Research in this area is so fast; life expediencies change dramatically. It is impossible to know how long the person treated yesterday (or last week) will ultimately live. That is why most doctors say not to look at the statistics. Whatever the statistic, it is necessarily outdated.


Let's look at HIV/AIDS as an example. Not long ago, it was a death sentence. In 1996, powerful combinations of the anti-aids drug became available. Researchers now calculated in 2007 that modern HIV treatment would mean that many people with HIV will be able to live well into their 70s.


Another interesting fact about "Prognosis Statistics" is that all ages included do not rule out other diseases - It includes death by any other means. A few examples are that you are 75, have diabetes, are obese, and have a Low-Grade Glioma. Diabetes kills you - you are part of the "statistic." You have a low-grade glioma, and you have a heart attack. Again, you are now part of the "prognosis statistic."


Most people are unaware of radiation's significant advancements over the past five years. Hell, Temodar wasn't approved for Brain Tumors until 2007.

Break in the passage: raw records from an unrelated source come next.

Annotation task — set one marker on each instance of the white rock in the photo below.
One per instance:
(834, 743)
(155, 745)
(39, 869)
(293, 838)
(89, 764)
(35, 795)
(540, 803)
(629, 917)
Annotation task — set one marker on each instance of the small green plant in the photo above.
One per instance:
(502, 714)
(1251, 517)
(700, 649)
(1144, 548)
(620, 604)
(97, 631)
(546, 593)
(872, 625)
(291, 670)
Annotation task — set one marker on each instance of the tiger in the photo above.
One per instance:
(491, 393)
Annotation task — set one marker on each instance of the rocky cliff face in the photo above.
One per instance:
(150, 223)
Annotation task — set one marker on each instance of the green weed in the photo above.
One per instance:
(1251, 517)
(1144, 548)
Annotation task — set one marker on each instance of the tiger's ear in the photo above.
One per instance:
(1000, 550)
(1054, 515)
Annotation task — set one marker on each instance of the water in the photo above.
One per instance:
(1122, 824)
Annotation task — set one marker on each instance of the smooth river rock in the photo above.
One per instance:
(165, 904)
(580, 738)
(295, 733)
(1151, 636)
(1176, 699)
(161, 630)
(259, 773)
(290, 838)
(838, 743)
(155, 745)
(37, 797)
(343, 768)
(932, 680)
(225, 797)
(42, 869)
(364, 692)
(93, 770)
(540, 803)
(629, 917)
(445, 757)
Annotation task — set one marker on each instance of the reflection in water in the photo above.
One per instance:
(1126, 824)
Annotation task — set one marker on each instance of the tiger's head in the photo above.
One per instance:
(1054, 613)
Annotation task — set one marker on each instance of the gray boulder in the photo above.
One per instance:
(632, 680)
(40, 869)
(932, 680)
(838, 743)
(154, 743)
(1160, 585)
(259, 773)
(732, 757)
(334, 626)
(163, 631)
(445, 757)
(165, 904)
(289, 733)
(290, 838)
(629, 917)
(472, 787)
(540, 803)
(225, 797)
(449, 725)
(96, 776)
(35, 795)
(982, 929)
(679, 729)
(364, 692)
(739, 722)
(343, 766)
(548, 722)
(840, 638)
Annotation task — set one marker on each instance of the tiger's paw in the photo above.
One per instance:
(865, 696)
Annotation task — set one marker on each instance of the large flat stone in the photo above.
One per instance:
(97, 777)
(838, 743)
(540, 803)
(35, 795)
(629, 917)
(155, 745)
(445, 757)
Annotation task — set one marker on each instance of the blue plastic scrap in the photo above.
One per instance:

I did my surgery using an Intraoperative MRI in the Advanced Multimodality Image Guided Operating (AMIGO) Suite at Brigham and Women's, built-in 2011. They were able to remove 90%. Before that, I would have been lucky if they got out 75% with a much higher chance of a neurological deficit.


AMIGO Suite Link


Radiation Enhancements


How can patients being treated now be a statistic from twenty years ago? They can't.


We are now on the precipice of new treatments, Nano-Technology, Immunotherapy, CRISPR, & IDH Enzyme Inhibitors, to name a few.


I don't think it's overly optimistic to think of a low-grade Glioma as being just a long-term disease that needs to be managed.


Next year a drug could come onto the market that extends our life by 10+ years, or even a cure.


All those sleepless nights, anxiety, & depression worrying about the future and for what?


The pictures we create today are the future of tomorrow.